Jupiter's system of rings. The orbits of the innermost moons are marked.  Credit:  NASA/JPL/Cornell University.
Jupiter's system of rings. The orbits of the innermost moons are marked. Credit: NASA/JPL/Cornell University.
Jupiter's rings are faint and not nearly as visible or stately as those of Saturn. They were discovered in 1979 by NASA's Voyager spacecraft and consist of tiny particles created by collisions between Jupiter's moons and meteorites. These grains are so tiny, a thousand of them put together are only a millimeter long. That makes them as small as the particles in cigarette smoke. Galileo was able to directly measure these particles.

Scientists studied the ring near Jupiter's moon Thebe. "We found that Jupiter's shadow plays an important role in shaping the ring," said Douglas Hamilton from the University of Maryland at College Park.

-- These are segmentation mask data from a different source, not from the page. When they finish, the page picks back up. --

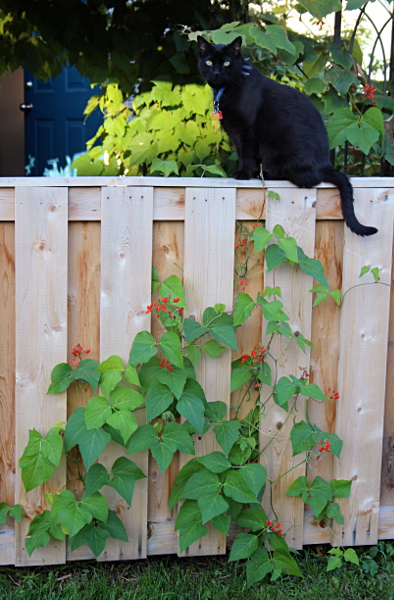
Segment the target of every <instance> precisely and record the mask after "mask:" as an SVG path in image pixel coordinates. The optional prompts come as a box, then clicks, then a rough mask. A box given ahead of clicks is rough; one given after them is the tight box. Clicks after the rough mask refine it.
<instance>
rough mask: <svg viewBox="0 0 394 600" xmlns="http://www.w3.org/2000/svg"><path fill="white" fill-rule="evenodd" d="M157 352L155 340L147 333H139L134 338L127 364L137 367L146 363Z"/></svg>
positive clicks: (157, 350) (149, 334)
mask: <svg viewBox="0 0 394 600" xmlns="http://www.w3.org/2000/svg"><path fill="white" fill-rule="evenodd" d="M157 352H158V349H157V347H156V340H155V338H154V337H153V335H151V334H150V333H149V332H148V331H140V332H139V333H137V335H136V336H135V338H134V341H133V344H132V346H131V350H130V356H129V363H130V364H131V365H134V366H135V365H138V364H139V363H140V362H142V363H146V362H148V360H149V359H150V358H151V357H152V356H155V355H156V354H157Z"/></svg>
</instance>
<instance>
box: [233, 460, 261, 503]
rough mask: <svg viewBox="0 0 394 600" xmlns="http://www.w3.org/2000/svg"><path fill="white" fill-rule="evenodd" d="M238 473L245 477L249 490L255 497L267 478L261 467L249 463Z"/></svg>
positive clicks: (259, 465)
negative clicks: (255, 495)
mask: <svg viewBox="0 0 394 600" xmlns="http://www.w3.org/2000/svg"><path fill="white" fill-rule="evenodd" d="M238 472H239V473H241V475H242V476H243V477H245V479H246V481H247V482H248V484H249V486H250V489H251V490H252V492H253V493H254V494H255V495H256V496H257V495H258V493H259V492H260V491H261V488H262V487H263V485H264V484H265V481H266V478H267V471H266V469H265V468H264V467H263V465H259V464H258V463H250V464H248V465H243V466H242V467H241V468H240V469H239V471H238Z"/></svg>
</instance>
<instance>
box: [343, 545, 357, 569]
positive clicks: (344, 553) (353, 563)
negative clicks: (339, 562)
mask: <svg viewBox="0 0 394 600" xmlns="http://www.w3.org/2000/svg"><path fill="white" fill-rule="evenodd" d="M343 558H344V559H345V560H346V562H351V563H353V564H354V565H359V564H360V561H359V560H358V556H357V554H356V551H355V550H354V548H347V549H346V550H345V552H344V553H343Z"/></svg>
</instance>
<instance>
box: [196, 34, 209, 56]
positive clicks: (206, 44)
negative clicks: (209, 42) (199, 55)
mask: <svg viewBox="0 0 394 600" xmlns="http://www.w3.org/2000/svg"><path fill="white" fill-rule="evenodd" d="M197 42H198V47H199V48H200V56H204V54H205V53H206V52H208V50H209V49H210V48H211V44H210V43H209V42H207V40H204V38H203V37H201V35H199V36H197Z"/></svg>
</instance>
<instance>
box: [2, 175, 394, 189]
mask: <svg viewBox="0 0 394 600" xmlns="http://www.w3.org/2000/svg"><path fill="white" fill-rule="evenodd" d="M350 181H351V183H352V185H353V187H357V188H386V187H387V188H393V187H394V177H352V178H351V179H350ZM264 184H265V187H266V188H274V189H281V188H294V187H296V186H295V185H293V184H292V183H290V181H274V180H267V181H265V182H263V181H261V180H259V179H250V180H247V181H243V180H236V179H230V178H220V177H201V178H198V177H0V188H10V187H16V186H29V187H38V186H42V187H58V186H65V187H103V186H153V187H210V188H229V187H231V188H261V189H262V188H263V187H264ZM316 187H318V188H333V187H335V186H334V185H333V184H331V183H321V184H319V185H318V186H316Z"/></svg>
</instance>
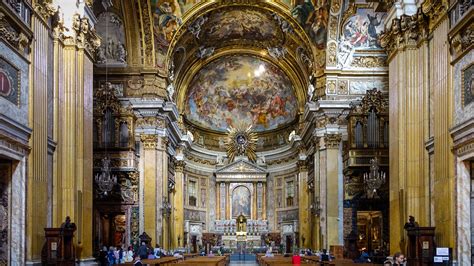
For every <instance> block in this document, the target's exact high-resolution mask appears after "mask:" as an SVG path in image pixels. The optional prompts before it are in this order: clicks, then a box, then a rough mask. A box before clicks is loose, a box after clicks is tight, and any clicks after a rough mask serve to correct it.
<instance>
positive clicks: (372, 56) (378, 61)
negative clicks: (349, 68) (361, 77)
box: [351, 56, 387, 68]
mask: <svg viewBox="0 0 474 266" xmlns="http://www.w3.org/2000/svg"><path fill="white" fill-rule="evenodd" d="M351 66H353V67H360V68H376V67H386V66H387V58H386V57H381V56H358V57H354V58H353V59H352V62H351Z"/></svg>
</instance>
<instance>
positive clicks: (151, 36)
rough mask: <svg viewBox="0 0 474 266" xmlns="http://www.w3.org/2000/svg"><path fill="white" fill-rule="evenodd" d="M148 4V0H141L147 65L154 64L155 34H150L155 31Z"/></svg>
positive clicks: (145, 58)
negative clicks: (151, 19)
mask: <svg viewBox="0 0 474 266" xmlns="http://www.w3.org/2000/svg"><path fill="white" fill-rule="evenodd" d="M148 4H149V1H148V0H141V1H140V6H141V15H142V16H141V17H142V26H143V31H142V36H144V39H145V63H146V64H147V65H153V57H154V56H153V37H152V35H153V34H150V33H151V32H153V29H152V28H151V27H152V25H153V22H152V20H151V17H150V10H149V7H148ZM139 12H140V11H139Z"/></svg>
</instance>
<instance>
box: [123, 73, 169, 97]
mask: <svg viewBox="0 0 474 266" xmlns="http://www.w3.org/2000/svg"><path fill="white" fill-rule="evenodd" d="M125 92H126V94H127V96H129V97H150V96H151V97H154V96H157V97H159V98H161V99H166V97H167V95H168V93H167V91H166V80H165V79H164V78H161V77H158V76H156V75H144V77H143V79H141V78H131V79H129V80H127V82H126V90H125Z"/></svg>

"On Jupiter's day side, the sunlight charges the dust particles positively, while on the night side the particles carry a negative charge. Different charges react differently to Jupiter's magnetic field, leading to changes in particle orbits, and when conditions are right, even the tilt or inclinations of the ring particles change," Hamilton said.

For example, some dust grains are forced to follow orbits tilted within the ring by about 20 degrees from Jupiter's equator. This surprised scientists because particles in the visible rings have orbits tilted by only about 1 degree.

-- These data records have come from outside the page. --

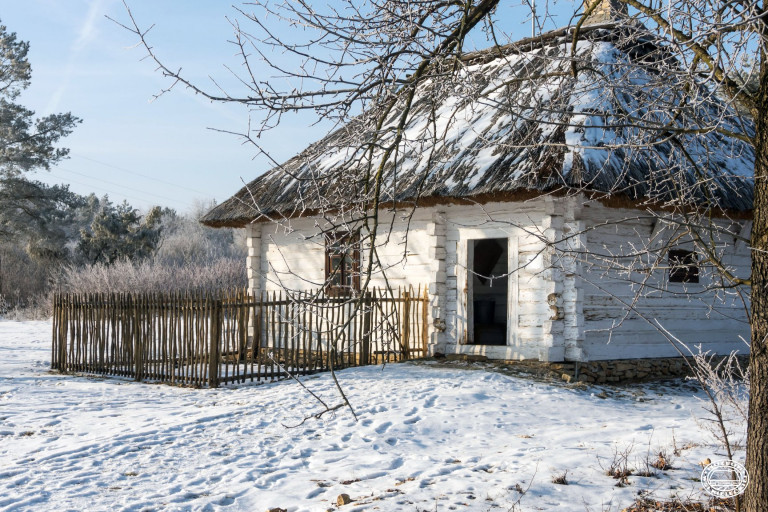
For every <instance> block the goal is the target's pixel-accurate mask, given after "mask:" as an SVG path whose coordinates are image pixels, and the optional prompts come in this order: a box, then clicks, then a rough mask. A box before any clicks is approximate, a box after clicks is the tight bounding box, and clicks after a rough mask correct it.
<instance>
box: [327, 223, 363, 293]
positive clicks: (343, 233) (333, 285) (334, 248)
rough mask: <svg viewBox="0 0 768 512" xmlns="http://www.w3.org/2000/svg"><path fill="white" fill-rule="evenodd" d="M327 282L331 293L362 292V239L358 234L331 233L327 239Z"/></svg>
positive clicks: (328, 236)
mask: <svg viewBox="0 0 768 512" xmlns="http://www.w3.org/2000/svg"><path fill="white" fill-rule="evenodd" d="M325 282H326V286H327V289H328V292H329V293H334V294H348V293H352V292H357V291H359V290H360V237H359V236H358V234H357V233H346V232H344V233H341V232H336V233H330V234H328V235H326V238H325Z"/></svg>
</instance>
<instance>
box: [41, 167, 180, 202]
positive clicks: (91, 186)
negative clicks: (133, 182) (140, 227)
mask: <svg viewBox="0 0 768 512" xmlns="http://www.w3.org/2000/svg"><path fill="white" fill-rule="evenodd" d="M49 176H50V177H52V178H53V177H54V176H52V175H49ZM59 178H60V179H61V178H64V177H62V176H59ZM64 180H65V182H67V183H76V184H78V185H82V186H83V187H86V189H88V190H89V191H95V192H99V191H100V192H103V193H106V194H108V195H112V196H122V197H124V198H126V199H130V200H132V201H138V202H142V203H150V204H152V203H154V201H147V199H145V198H141V197H137V196H134V195H132V194H126V193H122V192H115V190H114V189H111V188H105V187H103V186H100V185H94V184H93V183H86V182H83V181H80V180H76V179H73V178H70V177H66V178H64ZM172 201H173V203H175V204H176V207H177V208H185V207H187V206H189V205H187V204H185V203H182V202H181V201H178V200H172Z"/></svg>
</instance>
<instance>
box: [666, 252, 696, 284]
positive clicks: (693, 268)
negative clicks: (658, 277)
mask: <svg viewBox="0 0 768 512" xmlns="http://www.w3.org/2000/svg"><path fill="white" fill-rule="evenodd" d="M698 263H699V259H698V257H697V256H696V253H695V252H694V251H687V250H685V249H672V250H670V251H669V282H670V283H698V282H699V265H698Z"/></svg>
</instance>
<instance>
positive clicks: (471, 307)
mask: <svg viewBox="0 0 768 512" xmlns="http://www.w3.org/2000/svg"><path fill="white" fill-rule="evenodd" d="M488 238H506V239H507V272H508V273H509V277H508V278H507V335H506V338H507V343H506V345H505V346H507V347H517V346H519V344H520V340H519V336H518V328H517V326H518V290H519V272H518V270H519V268H518V267H519V264H518V262H519V256H518V237H517V235H515V234H514V233H509V232H508V231H504V230H500V229H493V230H481V229H460V230H459V240H458V242H457V244H456V250H457V252H458V254H457V255H456V256H457V261H458V265H457V267H458V268H457V272H456V277H457V284H458V286H457V287H456V292H457V294H458V297H457V306H458V307H457V313H458V321H459V329H458V334H459V339H458V344H459V345H474V327H475V323H474V320H475V319H474V305H473V301H472V296H473V289H472V288H473V279H471V277H472V272H471V269H472V268H473V266H474V250H473V251H472V252H470V251H469V247H470V242H472V243H473V242H474V241H475V240H483V239H488ZM473 249H474V245H473ZM478 346H484V345H478Z"/></svg>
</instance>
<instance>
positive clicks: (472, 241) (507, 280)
mask: <svg viewBox="0 0 768 512" xmlns="http://www.w3.org/2000/svg"><path fill="white" fill-rule="evenodd" d="M469 242H470V243H469V244H467V245H468V247H467V249H468V250H469V251H471V254H470V255H468V256H470V257H469V258H468V260H470V261H471V262H472V266H471V269H472V276H471V282H472V286H471V287H470V290H469V291H470V295H471V296H470V297H468V299H469V300H471V301H472V302H471V303H472V332H473V337H472V342H473V343H474V344H475V345H506V344H507V310H508V308H507V297H508V291H509V279H508V276H507V272H508V269H507V261H508V260H509V254H508V249H507V247H508V239H506V238H485V239H480V240H470V241H469Z"/></svg>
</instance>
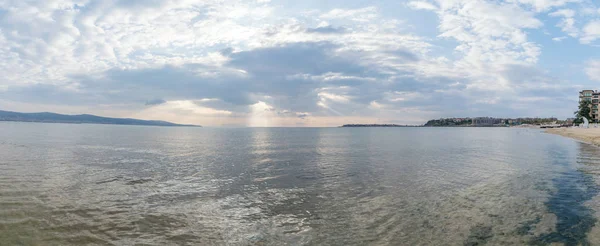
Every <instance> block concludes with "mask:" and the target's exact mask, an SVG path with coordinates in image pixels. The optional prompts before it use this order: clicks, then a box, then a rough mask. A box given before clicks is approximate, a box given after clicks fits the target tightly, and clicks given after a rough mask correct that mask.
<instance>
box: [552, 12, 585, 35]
mask: <svg viewBox="0 0 600 246" xmlns="http://www.w3.org/2000/svg"><path fill="white" fill-rule="evenodd" d="M550 16H555V17H563V18H562V20H561V21H560V22H559V23H558V25H557V26H558V27H560V28H561V29H562V31H563V32H565V33H567V34H568V35H569V36H571V37H578V36H579V29H578V28H577V27H575V18H574V17H575V11H574V10H572V9H561V10H557V11H556V12H552V13H550Z"/></svg>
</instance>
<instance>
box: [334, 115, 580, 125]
mask: <svg viewBox="0 0 600 246" xmlns="http://www.w3.org/2000/svg"><path fill="white" fill-rule="evenodd" d="M574 120H575V119H567V120H559V119H557V118H554V117H552V118H492V117H474V118H468V117H467V118H441V119H434V120H429V121H427V123H425V124H424V125H396V124H347V125H343V126H342V127H509V126H523V125H533V126H540V127H546V126H551V127H558V126H571V125H573V121H574Z"/></svg>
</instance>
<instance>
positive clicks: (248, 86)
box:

Hamilton said that dust around planets acquires electric charges by collisions with orbiting plasma. Sunlight acts like a light switch, literally, and frees electrons from the surfaces of the ring particles. "So in sunlight, electrons are forced off the dust grains but during shadow passages they return," he said.

The data were recorded by Galileo, which flew around Jupiter for seven years before it was put in a controlled dive in 2003 to end its mission by plummeting through Jupiter's atmosphere. The spacecraft's supersensitive dust detector registered thousands of impacts from dust particles on its way through Jupiter's ring system in 2002 and 2003.

Through computer models, scientists were able to account for new ring phenomena. "Our measurements reveal properties of the ring that were unknown," said Harald Kr?ger from the Max-Planck-Institute for Solar System Research in Germany. For example, dust particles can be found farther from the planet than researchers assumed. "Apart from that, some particles have orbits which are strongly tilted from Jupiter's equator," Kr?ger adds.

These results are significant because electrically charged dust particles are of great importance in the birth of planets. Planets are thought to have been born from a disk of dust and gas.

"Jupiter's rings are like a laboratory, in which we can study dusty astrophysical processes," Kr?ger added.